As a robustness check, the second figure plots the share of adults receiving government transfers versus targeting accuracy. We might expect there to be a negative correlation between the share of adults receiving transfers and targeting accuracy since, theoretically, it should be easier to target a smaller program. (And, according to my crude targetting measure, impossible to perfectly target a transfer which reaches more than 40% of the population.) If so, this could be confounding the relationship between income and transfer targeting accuracy. Instead, we see a positive correlation between the share of adults receiving transfers and targeting accuracy.
Lastly, I also attempted to calculate the share of the invisible middle (and in the formal sector) from the poorest 40% but I don’t really trust the data since it requires a bunch of assumptions and, for many countries, the size of the “middle” is negative (since there is overlap in the various groups). The third figure below plots the share of govt transfer recipients who are poor versus the share of the missing middle who are poor excluding all countries where the size of the middle is negative.

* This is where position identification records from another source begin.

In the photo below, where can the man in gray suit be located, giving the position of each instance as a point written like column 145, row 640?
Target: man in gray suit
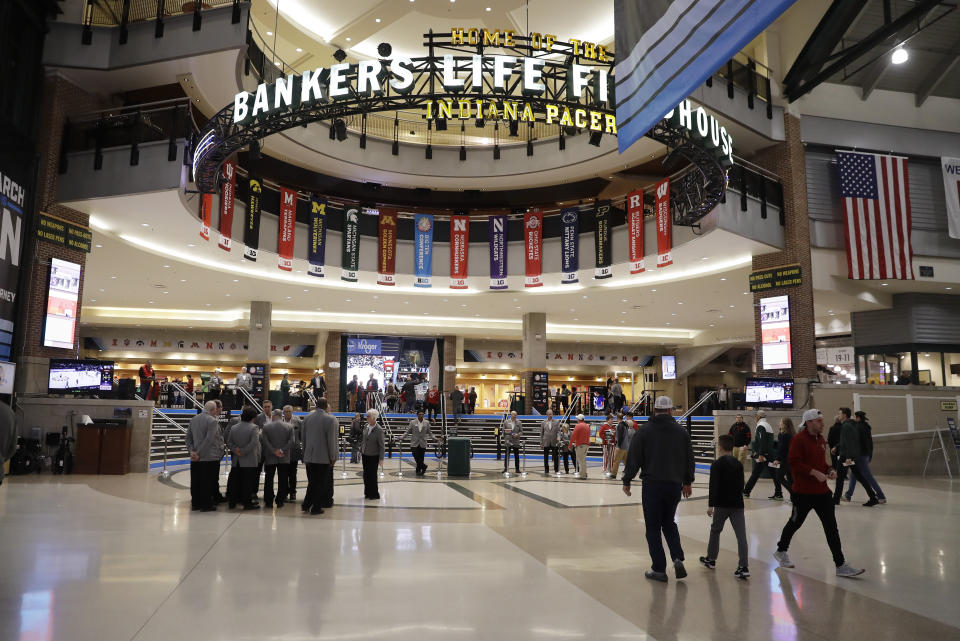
column 320, row 452
column 205, row 444
column 277, row 442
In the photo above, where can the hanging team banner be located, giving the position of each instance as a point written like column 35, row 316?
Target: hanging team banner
column 601, row 241
column 350, row 263
column 664, row 229
column 497, row 231
column 288, row 220
column 570, row 245
column 635, row 230
column 318, row 236
column 459, row 248
column 423, row 250
column 251, row 230
column 533, row 246
column 387, row 248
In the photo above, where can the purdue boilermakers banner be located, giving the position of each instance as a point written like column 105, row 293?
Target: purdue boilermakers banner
column 423, row 250
column 317, row 242
column 251, row 230
column 459, row 251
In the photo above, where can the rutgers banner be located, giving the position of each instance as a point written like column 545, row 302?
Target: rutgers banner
column 664, row 229
column 459, row 248
column 533, row 247
column 317, row 242
column 387, row 247
column 635, row 230
column 251, row 230
column 288, row 221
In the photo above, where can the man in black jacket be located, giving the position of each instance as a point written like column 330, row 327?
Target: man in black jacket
column 661, row 451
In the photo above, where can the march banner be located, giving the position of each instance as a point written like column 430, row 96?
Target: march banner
column 317, row 243
column 387, row 248
column 635, row 231
column 570, row 245
column 288, row 221
column 664, row 228
column 423, row 250
column 497, row 232
column 533, row 247
column 459, row 250
column 601, row 241
column 350, row 263
column 251, row 230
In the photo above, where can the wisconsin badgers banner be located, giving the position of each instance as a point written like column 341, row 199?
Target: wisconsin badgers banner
column 635, row 230
column 422, row 250
column 497, row 230
column 601, row 241
column 288, row 221
column 350, row 263
column 533, row 247
column 570, row 245
column 387, row 247
column 251, row 230
column 459, row 248
column 317, row 243
column 664, row 224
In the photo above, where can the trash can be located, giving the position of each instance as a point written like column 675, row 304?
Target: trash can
column 458, row 456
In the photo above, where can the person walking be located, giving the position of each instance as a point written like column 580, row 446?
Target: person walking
column 663, row 455
column 808, row 461
column 725, row 501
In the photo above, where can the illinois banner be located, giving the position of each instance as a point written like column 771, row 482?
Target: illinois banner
column 570, row 245
column 635, row 230
column 387, row 247
column 533, row 247
column 350, row 264
column 422, row 250
column 459, row 249
column 288, row 221
column 601, row 241
column 497, row 231
column 664, row 224
column 251, row 230
column 317, row 243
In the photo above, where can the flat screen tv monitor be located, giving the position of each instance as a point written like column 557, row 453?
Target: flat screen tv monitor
column 769, row 392
column 80, row 376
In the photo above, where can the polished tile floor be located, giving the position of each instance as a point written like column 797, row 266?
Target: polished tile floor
column 534, row 557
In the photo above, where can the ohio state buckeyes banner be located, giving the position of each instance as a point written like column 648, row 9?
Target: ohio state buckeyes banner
column 497, row 231
column 601, row 241
column 635, row 230
column 288, row 221
column 350, row 263
column 570, row 245
column 459, row 249
column 251, row 229
column 533, row 247
column 423, row 250
column 317, row 242
column 664, row 224
column 387, row 247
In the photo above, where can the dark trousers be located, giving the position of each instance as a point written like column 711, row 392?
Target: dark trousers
column 660, row 500
column 823, row 505
column 371, row 489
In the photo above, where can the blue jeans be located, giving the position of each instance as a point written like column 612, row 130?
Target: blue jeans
column 660, row 501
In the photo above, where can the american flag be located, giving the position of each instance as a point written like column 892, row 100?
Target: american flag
column 875, row 191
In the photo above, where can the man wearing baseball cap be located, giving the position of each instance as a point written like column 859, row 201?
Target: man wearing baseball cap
column 808, row 462
column 662, row 453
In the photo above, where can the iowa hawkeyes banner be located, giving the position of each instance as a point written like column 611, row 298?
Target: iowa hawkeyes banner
column 350, row 264
column 387, row 248
column 317, row 243
column 251, row 230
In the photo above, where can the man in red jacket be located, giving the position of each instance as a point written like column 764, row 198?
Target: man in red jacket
column 808, row 462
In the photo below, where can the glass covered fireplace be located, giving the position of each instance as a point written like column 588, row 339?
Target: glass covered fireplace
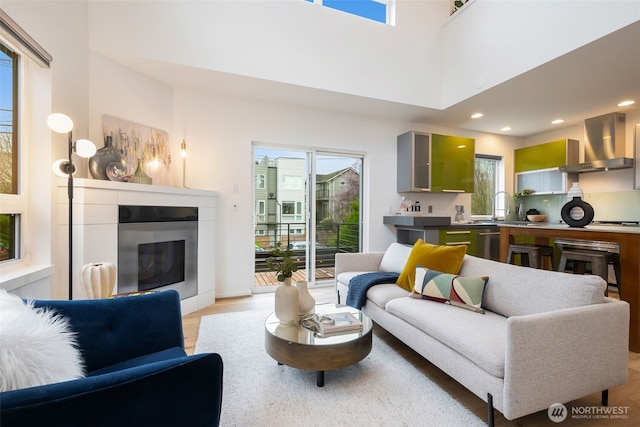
column 158, row 249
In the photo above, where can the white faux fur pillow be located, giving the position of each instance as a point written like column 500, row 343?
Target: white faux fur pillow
column 37, row 346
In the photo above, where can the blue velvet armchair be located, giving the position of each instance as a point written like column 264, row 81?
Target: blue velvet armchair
column 138, row 373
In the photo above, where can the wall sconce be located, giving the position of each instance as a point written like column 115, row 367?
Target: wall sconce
column 183, row 154
column 61, row 123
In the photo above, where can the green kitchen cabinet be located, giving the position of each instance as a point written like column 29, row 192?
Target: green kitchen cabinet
column 544, row 156
column 435, row 163
column 537, row 167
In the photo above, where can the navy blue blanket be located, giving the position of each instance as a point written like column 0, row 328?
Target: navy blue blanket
column 360, row 284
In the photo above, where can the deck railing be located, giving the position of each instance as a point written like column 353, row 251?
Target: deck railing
column 331, row 238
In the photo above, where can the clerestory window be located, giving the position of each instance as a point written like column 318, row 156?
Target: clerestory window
column 375, row 10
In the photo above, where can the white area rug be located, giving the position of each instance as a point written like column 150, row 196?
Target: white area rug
column 382, row 390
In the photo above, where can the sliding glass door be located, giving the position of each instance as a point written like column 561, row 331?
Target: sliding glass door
column 308, row 201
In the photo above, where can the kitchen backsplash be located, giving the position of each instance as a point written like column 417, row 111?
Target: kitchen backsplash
column 615, row 206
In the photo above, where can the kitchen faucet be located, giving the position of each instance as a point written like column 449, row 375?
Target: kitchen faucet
column 507, row 211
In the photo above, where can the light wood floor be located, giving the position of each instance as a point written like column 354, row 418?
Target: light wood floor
column 627, row 395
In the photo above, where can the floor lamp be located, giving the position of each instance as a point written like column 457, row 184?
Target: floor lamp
column 61, row 123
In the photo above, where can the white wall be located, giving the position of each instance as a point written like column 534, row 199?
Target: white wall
column 491, row 41
column 313, row 45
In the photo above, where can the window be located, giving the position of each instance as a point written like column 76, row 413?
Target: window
column 291, row 182
column 292, row 211
column 486, row 184
column 261, row 211
column 9, row 221
column 375, row 10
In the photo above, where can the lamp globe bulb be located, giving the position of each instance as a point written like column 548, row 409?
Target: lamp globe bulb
column 60, row 123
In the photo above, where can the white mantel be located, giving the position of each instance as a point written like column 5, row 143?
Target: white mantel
column 95, row 228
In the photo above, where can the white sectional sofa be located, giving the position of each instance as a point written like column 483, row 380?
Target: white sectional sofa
column 545, row 337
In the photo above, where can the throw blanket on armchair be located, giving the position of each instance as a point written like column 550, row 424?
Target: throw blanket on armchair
column 360, row 284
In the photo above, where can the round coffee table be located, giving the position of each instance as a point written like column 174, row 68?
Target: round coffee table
column 301, row 348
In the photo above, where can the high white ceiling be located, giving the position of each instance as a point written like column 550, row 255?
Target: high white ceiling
column 587, row 82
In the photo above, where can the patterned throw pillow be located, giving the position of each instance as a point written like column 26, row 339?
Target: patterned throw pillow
column 459, row 291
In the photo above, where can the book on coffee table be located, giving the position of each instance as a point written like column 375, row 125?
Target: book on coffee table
column 335, row 323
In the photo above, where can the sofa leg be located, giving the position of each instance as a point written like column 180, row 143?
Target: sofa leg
column 490, row 410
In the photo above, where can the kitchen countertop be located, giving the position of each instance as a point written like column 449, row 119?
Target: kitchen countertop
column 599, row 228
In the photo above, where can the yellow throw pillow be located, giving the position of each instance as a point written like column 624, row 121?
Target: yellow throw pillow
column 446, row 259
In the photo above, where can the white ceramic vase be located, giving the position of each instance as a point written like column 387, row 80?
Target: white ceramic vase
column 286, row 303
column 306, row 302
column 98, row 279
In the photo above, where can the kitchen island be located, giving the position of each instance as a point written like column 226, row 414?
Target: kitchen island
column 627, row 237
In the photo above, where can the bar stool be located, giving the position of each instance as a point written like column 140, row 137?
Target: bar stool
column 530, row 255
column 599, row 261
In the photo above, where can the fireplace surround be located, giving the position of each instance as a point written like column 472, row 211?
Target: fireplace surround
column 158, row 249
column 96, row 221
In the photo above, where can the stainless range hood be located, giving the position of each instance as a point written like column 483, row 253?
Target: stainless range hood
column 604, row 145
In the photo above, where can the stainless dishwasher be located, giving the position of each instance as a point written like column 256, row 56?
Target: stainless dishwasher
column 488, row 243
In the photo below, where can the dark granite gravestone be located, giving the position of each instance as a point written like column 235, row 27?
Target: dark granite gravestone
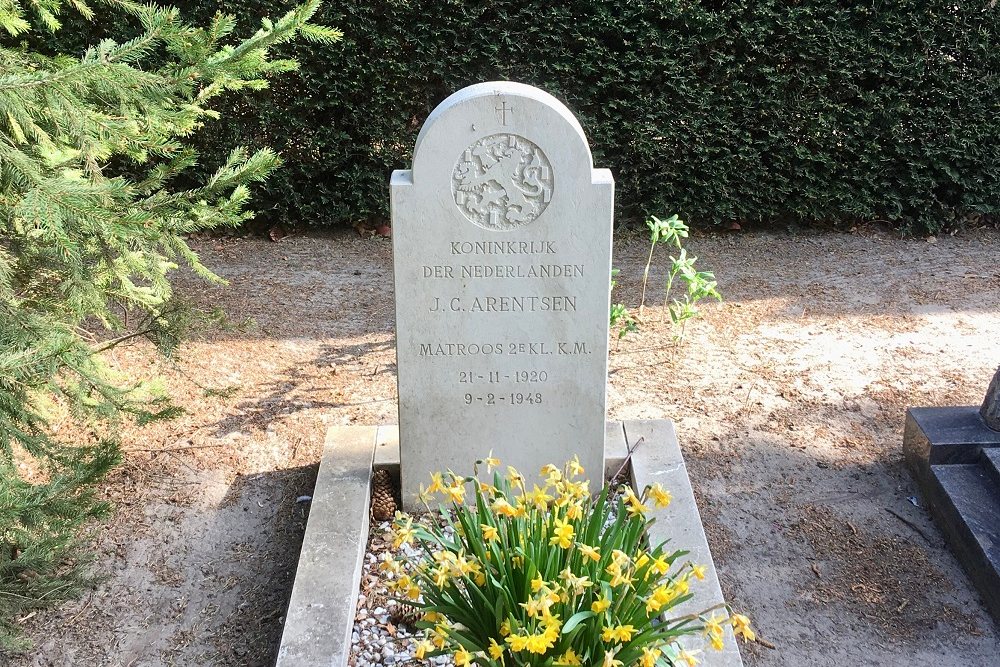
column 954, row 454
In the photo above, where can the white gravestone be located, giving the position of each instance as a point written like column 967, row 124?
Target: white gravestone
column 502, row 261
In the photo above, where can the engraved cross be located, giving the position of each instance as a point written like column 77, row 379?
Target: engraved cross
column 502, row 112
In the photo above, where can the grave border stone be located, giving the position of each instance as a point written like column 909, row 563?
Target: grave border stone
column 321, row 608
column 954, row 457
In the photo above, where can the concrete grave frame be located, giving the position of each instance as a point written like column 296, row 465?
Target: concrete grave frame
column 320, row 615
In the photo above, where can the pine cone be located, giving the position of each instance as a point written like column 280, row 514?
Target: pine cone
column 383, row 501
column 404, row 614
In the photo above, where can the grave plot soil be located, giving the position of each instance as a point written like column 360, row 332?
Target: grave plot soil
column 789, row 400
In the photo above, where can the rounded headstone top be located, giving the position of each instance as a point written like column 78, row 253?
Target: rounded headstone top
column 501, row 128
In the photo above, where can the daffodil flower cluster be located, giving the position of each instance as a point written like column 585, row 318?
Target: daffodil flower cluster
column 511, row 576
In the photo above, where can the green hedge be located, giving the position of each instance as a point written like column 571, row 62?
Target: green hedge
column 762, row 110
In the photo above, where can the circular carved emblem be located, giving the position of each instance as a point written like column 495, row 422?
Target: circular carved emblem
column 502, row 182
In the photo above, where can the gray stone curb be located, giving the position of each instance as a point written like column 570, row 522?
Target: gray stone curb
column 321, row 610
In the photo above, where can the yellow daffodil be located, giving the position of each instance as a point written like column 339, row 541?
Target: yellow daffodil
column 609, row 660
column 568, row 659
column 649, row 656
column 617, row 634
column 436, row 485
column 713, row 630
column 503, row 508
column 423, row 648
column 562, row 534
column 741, row 626
column 456, row 492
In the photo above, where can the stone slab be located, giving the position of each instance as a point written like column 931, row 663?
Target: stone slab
column 938, row 435
column 964, row 500
column 656, row 457
column 387, row 449
column 320, row 614
column 502, row 261
column 615, row 448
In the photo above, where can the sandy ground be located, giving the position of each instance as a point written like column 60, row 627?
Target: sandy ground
column 789, row 399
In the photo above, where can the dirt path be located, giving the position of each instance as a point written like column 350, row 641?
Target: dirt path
column 789, row 399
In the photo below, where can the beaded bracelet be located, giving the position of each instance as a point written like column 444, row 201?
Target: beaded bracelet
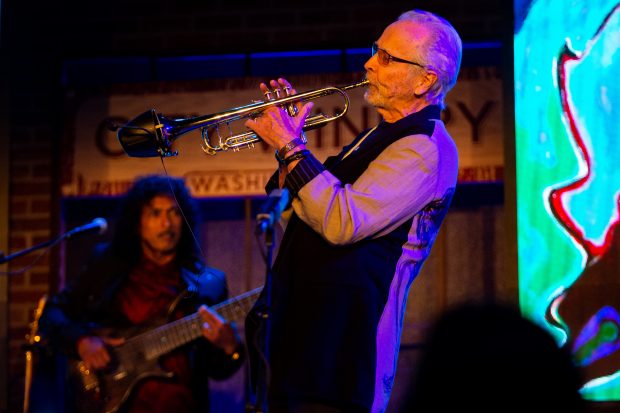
column 281, row 153
column 296, row 156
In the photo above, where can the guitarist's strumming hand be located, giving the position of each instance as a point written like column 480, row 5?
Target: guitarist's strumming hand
column 217, row 331
column 92, row 350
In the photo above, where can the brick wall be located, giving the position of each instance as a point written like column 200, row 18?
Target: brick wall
column 38, row 35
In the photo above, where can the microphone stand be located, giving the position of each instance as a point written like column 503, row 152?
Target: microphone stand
column 262, row 382
column 7, row 258
column 67, row 235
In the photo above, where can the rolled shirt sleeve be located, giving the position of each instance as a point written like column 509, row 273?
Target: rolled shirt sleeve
column 395, row 186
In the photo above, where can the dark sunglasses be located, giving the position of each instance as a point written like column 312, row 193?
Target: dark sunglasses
column 384, row 57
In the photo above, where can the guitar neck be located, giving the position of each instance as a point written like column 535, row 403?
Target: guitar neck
column 166, row 338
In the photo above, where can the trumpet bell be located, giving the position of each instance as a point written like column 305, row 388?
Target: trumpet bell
column 151, row 134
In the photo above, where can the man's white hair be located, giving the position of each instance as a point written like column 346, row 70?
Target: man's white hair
column 441, row 53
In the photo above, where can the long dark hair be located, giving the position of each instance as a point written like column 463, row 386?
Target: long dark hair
column 126, row 241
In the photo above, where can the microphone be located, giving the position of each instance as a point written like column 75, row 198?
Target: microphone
column 98, row 224
column 270, row 212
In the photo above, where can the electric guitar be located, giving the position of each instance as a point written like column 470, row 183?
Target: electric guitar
column 105, row 391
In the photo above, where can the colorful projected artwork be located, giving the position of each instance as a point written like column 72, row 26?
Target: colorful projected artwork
column 567, row 112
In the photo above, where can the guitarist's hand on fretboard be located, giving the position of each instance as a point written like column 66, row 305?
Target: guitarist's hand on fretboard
column 217, row 331
column 93, row 352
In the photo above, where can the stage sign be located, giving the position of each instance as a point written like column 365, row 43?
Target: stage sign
column 567, row 98
column 95, row 164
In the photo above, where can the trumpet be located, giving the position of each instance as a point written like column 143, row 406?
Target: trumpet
column 151, row 134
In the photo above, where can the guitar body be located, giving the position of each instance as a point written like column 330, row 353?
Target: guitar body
column 137, row 359
column 105, row 391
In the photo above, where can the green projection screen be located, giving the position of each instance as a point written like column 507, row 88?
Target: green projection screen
column 567, row 131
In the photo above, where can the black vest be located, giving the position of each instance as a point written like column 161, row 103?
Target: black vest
column 327, row 300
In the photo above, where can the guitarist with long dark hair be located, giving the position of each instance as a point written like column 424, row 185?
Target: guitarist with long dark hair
column 148, row 276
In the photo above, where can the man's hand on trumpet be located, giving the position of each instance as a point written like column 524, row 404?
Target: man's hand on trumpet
column 276, row 127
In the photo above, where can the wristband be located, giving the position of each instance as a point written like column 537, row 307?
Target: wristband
column 281, row 153
column 296, row 156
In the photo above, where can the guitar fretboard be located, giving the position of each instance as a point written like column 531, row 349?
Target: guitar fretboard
column 166, row 338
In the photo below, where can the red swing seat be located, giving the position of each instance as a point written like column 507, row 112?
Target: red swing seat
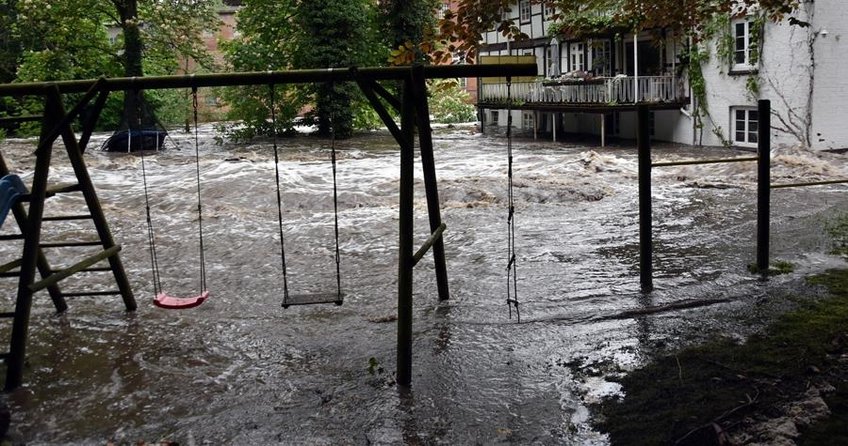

fdx <- fdx %>% mutate(formal_poor = received_wages_poor + pension_poor,
formal_rich = received_wages_rich + received_wages_rich,
middle_poor = 1 - formal_poor - govt_transfer_poor,
middle_rich = 1 - formal_rich - govt_transfer_rich)
# Share receiving govt transfer, in the formal sector, and in the "middle" who are poor
fdx <- fdx %>% mutate(govt_transfer_share = govt_transfer_poor * .4 / (govt_transfer_poor * .4 + govt_transfer_rich * .6),
middle_share = middle_poor * .4 / (middle_poor * .4 + middle_rich * .6),
formal_share = formal_poor * .4 / (formal_poor * .4 + formal_rich * .6))
# look at accuracy of targeting by income
ggplot(fdx, aes(log_gdp, govt_transfer_share, label = code)) +
geom_point()+
geom_text_repel()+
geom_smooth()+
labs(y = "% gov transfer recipients from poorest 40%")
# Look at accuracy by size of transfer
df <- fdx %>% mutate(inc_bin = ntile(log_gdp, 5))
ggplot(df, aes(govt_transfer, govt_transfer_share, label = code))+
geom_point(aes(color = inc_bin)) +
geom_text_repel()+
geom_smooth()+
labs(colour = "Country income quantile", y = "% gov transfer recipients from poorest 40%", x = "% adults receiving gov transfer")
# filter for countries with positive middle_poor and middle_rich
df <- fdx %>% filter(middle_poor > 0 & middle_rich > 0)
# Plot the share of the middle who are poor versus the share of govt transfer recipients who are poor
ggplot(df, aes(govt_transfer_poor, middle_share, label = code)) +
geom_point() +
geom_text_repel() +
xlim(0,.4) + ylim(0,1) +
labs(y = "% missing middle from poorest 40%", x = "% of bottom 40% who receive govt transfers")
We have hypothesized that countries were quick to deliver additional cash to existing cash transfer beneficiaries and to formal sector workers but were a bit slow in delivering cash to the invisible middle. I have added this as a placeholder for that result.
If we are able to collect data on how different countries identified new beneficiaries it would be cool to add that analysis to the paper.